今まで詳しく親御さんの話を聞いてこなかったけど…
何か問題あるのかな?
あー、もしかして…
「間違ってたら悪いんだけど…もしかして、2人のどちらかと愛し子が結婚したらいいなと思ってるタイプ?」
「「…フフフフフ」」
怖っ!!
死んだ魚の目で口だけ笑ってハモってる双子、怖っ!!
「…ある日、仲が良い事を知って、1人で舞い上がってましたわ…」
「職場や街で吹聴しようとしていたから、全力で止めました…」
「『愛し子様は事実と異なる噂話を嫌うから、少しでも誇張すれば精霊様の罰が下る』って言いましたわ…」
「冗談だと受け止めて親戚に誇張して話そうとしたから、覚えたばかりの魔法を駆使して天罰っぽい事してやりましたわ…」
「そしたら『娘が愛し子様と友人になった』という事だけ言い回っていました…」
「なのに今回こんな事を仕出かして…本当に申し訳ありません」
「ごめんなさい…」
2人がしょんぼりして頭を下げる。
いやぁ、全く2人は悪くないんだけど。
というか、僕の配慮ミスだったな。
この2人や他のみんなの親が理解あったから、失念してたよ。
そんな人ばっかじゃないよね。
やっぱり魔導具贈ろう、しっかりしたやつ。
「謝らないで、2人に非はないんだから。

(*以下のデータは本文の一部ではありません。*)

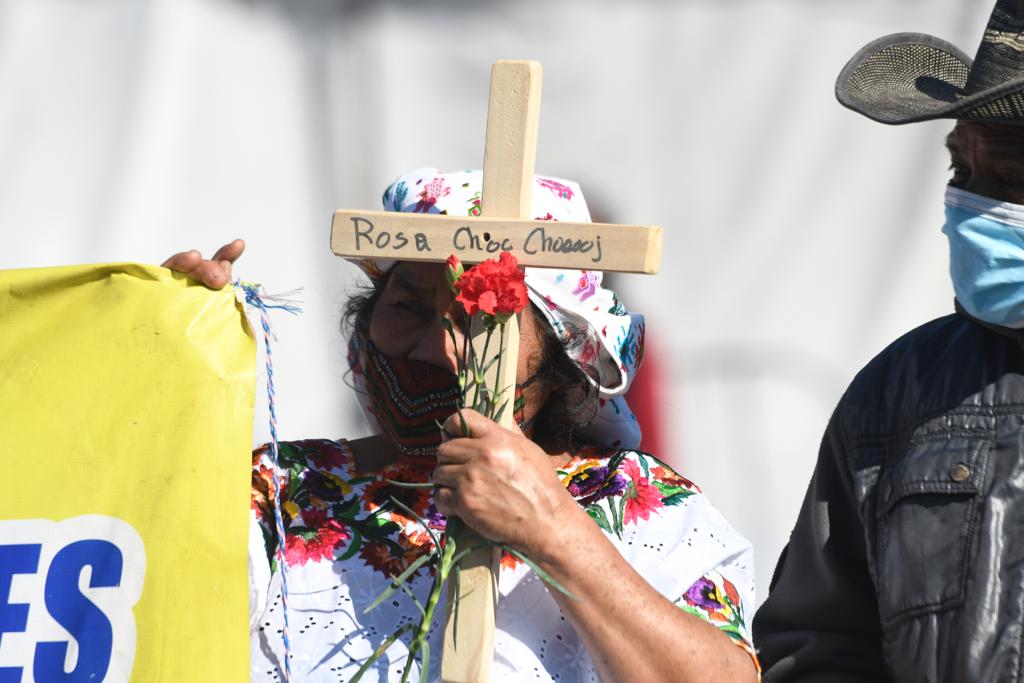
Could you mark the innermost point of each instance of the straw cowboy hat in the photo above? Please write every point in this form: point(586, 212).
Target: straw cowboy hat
point(910, 77)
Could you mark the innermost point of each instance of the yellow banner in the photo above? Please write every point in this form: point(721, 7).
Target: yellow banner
point(126, 403)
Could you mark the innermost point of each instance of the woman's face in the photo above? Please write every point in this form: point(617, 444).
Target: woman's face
point(988, 160)
point(406, 323)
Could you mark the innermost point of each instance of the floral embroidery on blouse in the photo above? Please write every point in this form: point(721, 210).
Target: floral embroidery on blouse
point(715, 599)
point(334, 513)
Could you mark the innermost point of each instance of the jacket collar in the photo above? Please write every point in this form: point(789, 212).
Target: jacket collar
point(1016, 335)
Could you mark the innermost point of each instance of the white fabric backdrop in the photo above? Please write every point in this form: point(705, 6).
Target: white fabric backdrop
point(801, 239)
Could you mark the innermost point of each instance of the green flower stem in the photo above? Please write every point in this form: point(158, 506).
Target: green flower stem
point(478, 379)
point(493, 413)
point(444, 565)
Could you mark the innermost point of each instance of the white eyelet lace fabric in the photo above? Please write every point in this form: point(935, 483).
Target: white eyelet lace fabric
point(668, 530)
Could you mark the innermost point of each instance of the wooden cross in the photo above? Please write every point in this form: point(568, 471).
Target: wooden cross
point(505, 224)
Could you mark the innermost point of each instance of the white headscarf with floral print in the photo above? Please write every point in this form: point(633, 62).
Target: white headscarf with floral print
point(595, 329)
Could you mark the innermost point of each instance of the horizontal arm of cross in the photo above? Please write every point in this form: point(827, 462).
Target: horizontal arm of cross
point(414, 237)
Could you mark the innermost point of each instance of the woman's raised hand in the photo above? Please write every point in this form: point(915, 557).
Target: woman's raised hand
point(214, 272)
point(502, 484)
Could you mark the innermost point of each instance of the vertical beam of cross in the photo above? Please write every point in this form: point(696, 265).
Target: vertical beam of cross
point(513, 117)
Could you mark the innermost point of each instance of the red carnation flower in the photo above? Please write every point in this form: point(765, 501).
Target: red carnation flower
point(495, 288)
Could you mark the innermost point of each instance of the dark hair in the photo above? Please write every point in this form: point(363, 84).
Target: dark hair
point(571, 401)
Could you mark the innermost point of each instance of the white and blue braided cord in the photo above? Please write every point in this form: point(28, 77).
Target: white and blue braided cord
point(258, 301)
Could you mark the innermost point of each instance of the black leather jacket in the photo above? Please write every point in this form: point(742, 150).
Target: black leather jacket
point(907, 559)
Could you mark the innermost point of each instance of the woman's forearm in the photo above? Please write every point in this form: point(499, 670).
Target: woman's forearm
point(632, 632)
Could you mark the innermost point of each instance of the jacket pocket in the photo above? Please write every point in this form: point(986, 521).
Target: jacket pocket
point(929, 504)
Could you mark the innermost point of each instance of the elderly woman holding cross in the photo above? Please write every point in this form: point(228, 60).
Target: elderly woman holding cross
point(663, 586)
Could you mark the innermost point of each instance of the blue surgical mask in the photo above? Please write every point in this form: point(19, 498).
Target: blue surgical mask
point(986, 256)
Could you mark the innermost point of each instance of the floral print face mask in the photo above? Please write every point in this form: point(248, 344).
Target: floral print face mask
point(406, 399)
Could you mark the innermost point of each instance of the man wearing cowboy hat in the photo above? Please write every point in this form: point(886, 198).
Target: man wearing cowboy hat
point(907, 559)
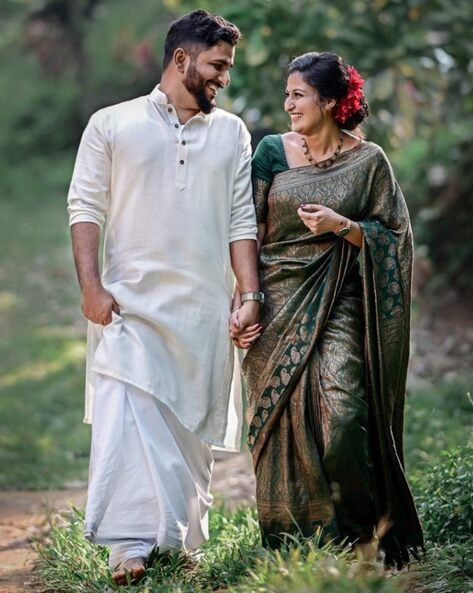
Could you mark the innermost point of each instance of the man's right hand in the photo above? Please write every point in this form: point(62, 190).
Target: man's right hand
point(98, 304)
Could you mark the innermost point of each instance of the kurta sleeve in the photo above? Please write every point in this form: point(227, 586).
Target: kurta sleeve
point(89, 191)
point(242, 220)
point(262, 175)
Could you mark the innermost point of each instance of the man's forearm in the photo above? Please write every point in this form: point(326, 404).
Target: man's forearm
point(85, 247)
point(243, 256)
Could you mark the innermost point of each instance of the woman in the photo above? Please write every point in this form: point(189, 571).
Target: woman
point(326, 378)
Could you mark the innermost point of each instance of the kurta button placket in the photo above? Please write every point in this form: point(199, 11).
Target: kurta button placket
point(182, 160)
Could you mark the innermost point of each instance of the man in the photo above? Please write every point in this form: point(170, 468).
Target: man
point(168, 177)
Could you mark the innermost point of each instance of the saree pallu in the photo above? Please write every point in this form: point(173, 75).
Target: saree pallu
point(326, 379)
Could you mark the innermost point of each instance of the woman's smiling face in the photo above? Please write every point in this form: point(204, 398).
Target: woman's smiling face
point(303, 105)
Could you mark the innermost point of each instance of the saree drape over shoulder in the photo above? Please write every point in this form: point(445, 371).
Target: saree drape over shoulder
point(326, 379)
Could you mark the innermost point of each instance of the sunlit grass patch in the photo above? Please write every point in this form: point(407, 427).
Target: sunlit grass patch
point(233, 561)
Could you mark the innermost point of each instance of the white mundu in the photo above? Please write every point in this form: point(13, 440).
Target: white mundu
point(171, 198)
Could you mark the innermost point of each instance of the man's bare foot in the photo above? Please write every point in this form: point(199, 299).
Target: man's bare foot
point(366, 552)
point(131, 570)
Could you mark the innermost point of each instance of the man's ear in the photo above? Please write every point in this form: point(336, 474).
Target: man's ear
point(180, 57)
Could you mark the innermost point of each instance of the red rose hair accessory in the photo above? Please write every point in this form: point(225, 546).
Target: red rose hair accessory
point(351, 103)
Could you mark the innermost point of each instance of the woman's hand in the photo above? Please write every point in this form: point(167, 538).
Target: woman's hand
point(320, 219)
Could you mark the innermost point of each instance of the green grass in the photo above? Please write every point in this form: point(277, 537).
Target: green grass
point(44, 444)
point(42, 440)
point(234, 561)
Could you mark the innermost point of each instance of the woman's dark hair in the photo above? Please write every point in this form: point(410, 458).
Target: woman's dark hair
point(198, 30)
point(327, 73)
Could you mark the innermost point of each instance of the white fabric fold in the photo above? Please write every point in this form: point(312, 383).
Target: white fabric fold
point(149, 476)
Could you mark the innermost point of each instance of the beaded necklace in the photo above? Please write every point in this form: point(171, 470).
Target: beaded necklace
point(326, 162)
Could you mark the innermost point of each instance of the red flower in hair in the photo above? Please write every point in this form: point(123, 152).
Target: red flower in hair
point(351, 103)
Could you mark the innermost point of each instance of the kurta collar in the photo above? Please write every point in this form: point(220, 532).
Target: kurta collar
point(159, 98)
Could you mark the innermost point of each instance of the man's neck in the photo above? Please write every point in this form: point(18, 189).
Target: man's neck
point(184, 103)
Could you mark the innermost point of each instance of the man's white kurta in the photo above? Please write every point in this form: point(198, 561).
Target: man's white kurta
point(171, 198)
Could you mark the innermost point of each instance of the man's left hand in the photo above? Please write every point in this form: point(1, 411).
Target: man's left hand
point(244, 325)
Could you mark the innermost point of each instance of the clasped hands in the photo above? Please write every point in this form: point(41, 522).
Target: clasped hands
point(244, 325)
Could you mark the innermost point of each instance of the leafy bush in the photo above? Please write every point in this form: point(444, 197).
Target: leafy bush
point(444, 497)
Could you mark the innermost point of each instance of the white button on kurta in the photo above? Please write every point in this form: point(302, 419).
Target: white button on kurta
point(171, 198)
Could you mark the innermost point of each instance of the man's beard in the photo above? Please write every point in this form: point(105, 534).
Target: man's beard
point(195, 84)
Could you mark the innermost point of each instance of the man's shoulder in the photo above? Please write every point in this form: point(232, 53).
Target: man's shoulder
point(117, 110)
point(229, 118)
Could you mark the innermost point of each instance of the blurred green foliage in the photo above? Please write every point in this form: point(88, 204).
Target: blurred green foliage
point(62, 59)
point(444, 497)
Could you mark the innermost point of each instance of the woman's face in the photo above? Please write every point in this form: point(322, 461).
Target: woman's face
point(303, 105)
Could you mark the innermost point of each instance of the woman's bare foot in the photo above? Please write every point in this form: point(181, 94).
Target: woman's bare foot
point(132, 570)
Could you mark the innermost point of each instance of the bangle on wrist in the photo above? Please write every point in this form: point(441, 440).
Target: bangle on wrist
point(343, 228)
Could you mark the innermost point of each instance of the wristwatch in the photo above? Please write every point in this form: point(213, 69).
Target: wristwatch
point(345, 230)
point(252, 296)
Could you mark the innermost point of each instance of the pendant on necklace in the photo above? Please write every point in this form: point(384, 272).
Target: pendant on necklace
point(326, 162)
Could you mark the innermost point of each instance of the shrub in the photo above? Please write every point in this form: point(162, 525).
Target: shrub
point(444, 497)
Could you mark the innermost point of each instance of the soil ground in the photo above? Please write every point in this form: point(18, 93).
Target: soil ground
point(442, 346)
point(24, 516)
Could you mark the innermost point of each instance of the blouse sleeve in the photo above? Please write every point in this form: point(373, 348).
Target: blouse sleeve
point(262, 175)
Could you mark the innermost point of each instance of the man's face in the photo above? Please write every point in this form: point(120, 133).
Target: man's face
point(208, 72)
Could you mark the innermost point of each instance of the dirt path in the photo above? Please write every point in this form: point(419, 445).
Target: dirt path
point(25, 516)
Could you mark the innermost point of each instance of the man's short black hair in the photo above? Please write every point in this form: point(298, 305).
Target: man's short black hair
point(198, 30)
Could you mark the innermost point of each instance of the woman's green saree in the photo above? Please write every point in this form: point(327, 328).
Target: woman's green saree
point(326, 379)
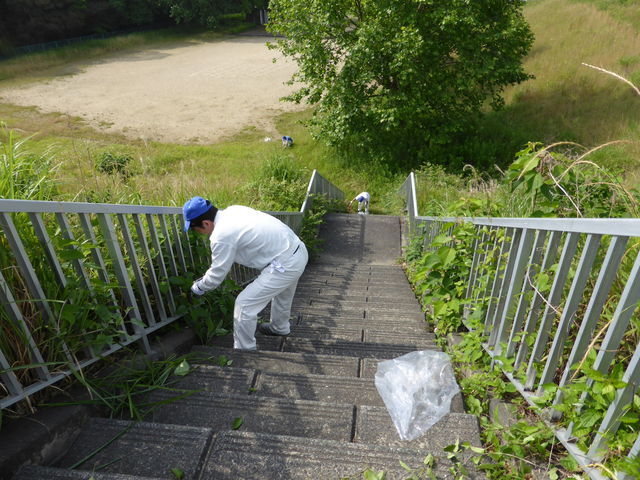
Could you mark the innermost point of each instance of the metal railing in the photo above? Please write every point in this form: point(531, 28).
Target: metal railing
point(540, 286)
point(79, 281)
point(319, 186)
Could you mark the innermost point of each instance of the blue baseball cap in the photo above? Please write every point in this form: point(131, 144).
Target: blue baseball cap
point(193, 208)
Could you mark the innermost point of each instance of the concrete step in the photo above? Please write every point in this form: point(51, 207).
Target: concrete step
point(143, 449)
point(35, 472)
point(357, 321)
point(398, 308)
point(359, 283)
point(321, 388)
point(369, 334)
point(374, 426)
point(369, 312)
point(282, 362)
point(395, 276)
point(350, 297)
point(319, 291)
point(242, 455)
point(279, 416)
point(285, 375)
point(345, 348)
point(324, 266)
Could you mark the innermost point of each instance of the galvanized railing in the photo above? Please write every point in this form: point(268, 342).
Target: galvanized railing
point(80, 281)
point(540, 287)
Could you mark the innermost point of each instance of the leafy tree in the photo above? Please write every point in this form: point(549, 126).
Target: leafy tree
point(206, 12)
point(397, 79)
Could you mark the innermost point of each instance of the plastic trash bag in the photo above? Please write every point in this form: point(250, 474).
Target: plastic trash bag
point(417, 389)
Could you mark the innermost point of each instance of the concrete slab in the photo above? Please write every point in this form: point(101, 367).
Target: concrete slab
point(424, 341)
point(374, 426)
point(236, 455)
point(218, 379)
point(415, 327)
point(363, 239)
point(397, 308)
point(322, 388)
point(34, 472)
point(263, 342)
point(354, 334)
point(279, 416)
point(142, 448)
point(340, 347)
point(284, 362)
point(379, 295)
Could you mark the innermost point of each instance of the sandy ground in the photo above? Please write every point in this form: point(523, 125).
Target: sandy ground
point(191, 93)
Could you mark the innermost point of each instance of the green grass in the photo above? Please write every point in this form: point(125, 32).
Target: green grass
point(625, 11)
point(566, 100)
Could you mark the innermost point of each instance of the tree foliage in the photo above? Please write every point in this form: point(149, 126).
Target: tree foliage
point(206, 12)
point(397, 78)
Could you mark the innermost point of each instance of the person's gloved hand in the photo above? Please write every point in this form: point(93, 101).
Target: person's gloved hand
point(195, 289)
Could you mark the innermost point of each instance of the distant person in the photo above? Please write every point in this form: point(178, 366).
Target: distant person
point(257, 240)
point(287, 141)
point(363, 202)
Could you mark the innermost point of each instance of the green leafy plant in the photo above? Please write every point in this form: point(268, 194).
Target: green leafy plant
point(399, 78)
point(112, 163)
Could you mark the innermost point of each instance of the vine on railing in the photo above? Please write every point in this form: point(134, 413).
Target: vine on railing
point(80, 281)
point(550, 302)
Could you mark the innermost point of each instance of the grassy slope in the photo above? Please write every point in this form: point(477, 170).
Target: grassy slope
point(568, 101)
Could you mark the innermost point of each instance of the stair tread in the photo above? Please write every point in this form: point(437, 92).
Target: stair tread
point(145, 449)
point(283, 416)
point(343, 347)
point(36, 472)
point(287, 362)
point(247, 455)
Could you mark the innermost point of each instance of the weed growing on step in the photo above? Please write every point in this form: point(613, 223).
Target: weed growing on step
point(543, 183)
point(123, 388)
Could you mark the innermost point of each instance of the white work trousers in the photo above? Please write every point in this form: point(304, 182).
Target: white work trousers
point(272, 285)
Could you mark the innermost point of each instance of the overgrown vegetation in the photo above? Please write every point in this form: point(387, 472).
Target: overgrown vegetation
point(398, 81)
point(538, 183)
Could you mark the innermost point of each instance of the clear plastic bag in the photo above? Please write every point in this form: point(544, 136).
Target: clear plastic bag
point(417, 389)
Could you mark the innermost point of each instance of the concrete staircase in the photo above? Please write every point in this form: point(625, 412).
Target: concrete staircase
point(307, 402)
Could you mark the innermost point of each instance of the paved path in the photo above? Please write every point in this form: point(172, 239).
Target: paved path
point(308, 404)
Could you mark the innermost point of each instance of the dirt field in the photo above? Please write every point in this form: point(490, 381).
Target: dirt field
point(190, 93)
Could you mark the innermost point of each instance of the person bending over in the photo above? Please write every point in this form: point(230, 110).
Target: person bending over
point(363, 202)
point(257, 240)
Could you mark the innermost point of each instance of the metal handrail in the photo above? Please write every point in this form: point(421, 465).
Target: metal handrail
point(120, 259)
point(544, 334)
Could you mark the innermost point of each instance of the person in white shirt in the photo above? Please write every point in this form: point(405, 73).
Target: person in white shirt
point(257, 240)
point(363, 199)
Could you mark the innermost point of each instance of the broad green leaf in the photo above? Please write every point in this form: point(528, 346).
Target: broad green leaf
point(182, 369)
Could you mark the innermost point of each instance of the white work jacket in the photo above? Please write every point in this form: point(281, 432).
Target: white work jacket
point(248, 237)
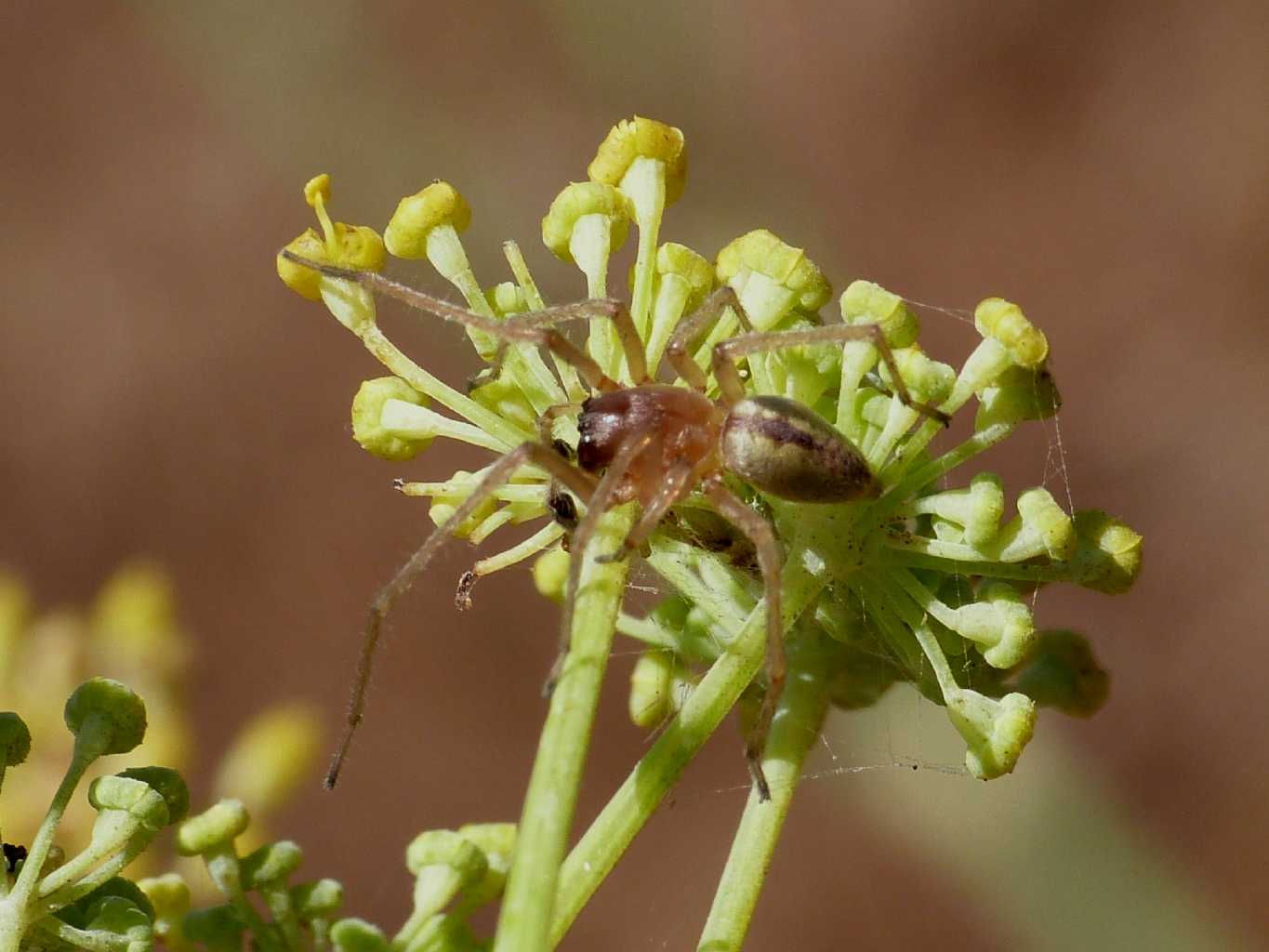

寧ろ僕の事を理解してくれててありがとう」
「ユージェリス様の嫌がる事は致しませんわ、お友達ですもの」
「嫌な思いはしてほしくないですから、お友達には」
マジでいい子っ…!!
どうしてそういう父親から人の事を思いやれる子が育つんだろう、反面教師ってやつかな…?
あー、そろそろこの3人にも学院でお忍び入学してる事話そうかなぁ…
なんか隠し事したくなくなってきた、いい子達すぎて。
ダティス殿は今日会ったばっかだし、隠し事が出来るタイプにも見えないから、まだ一旦保留です。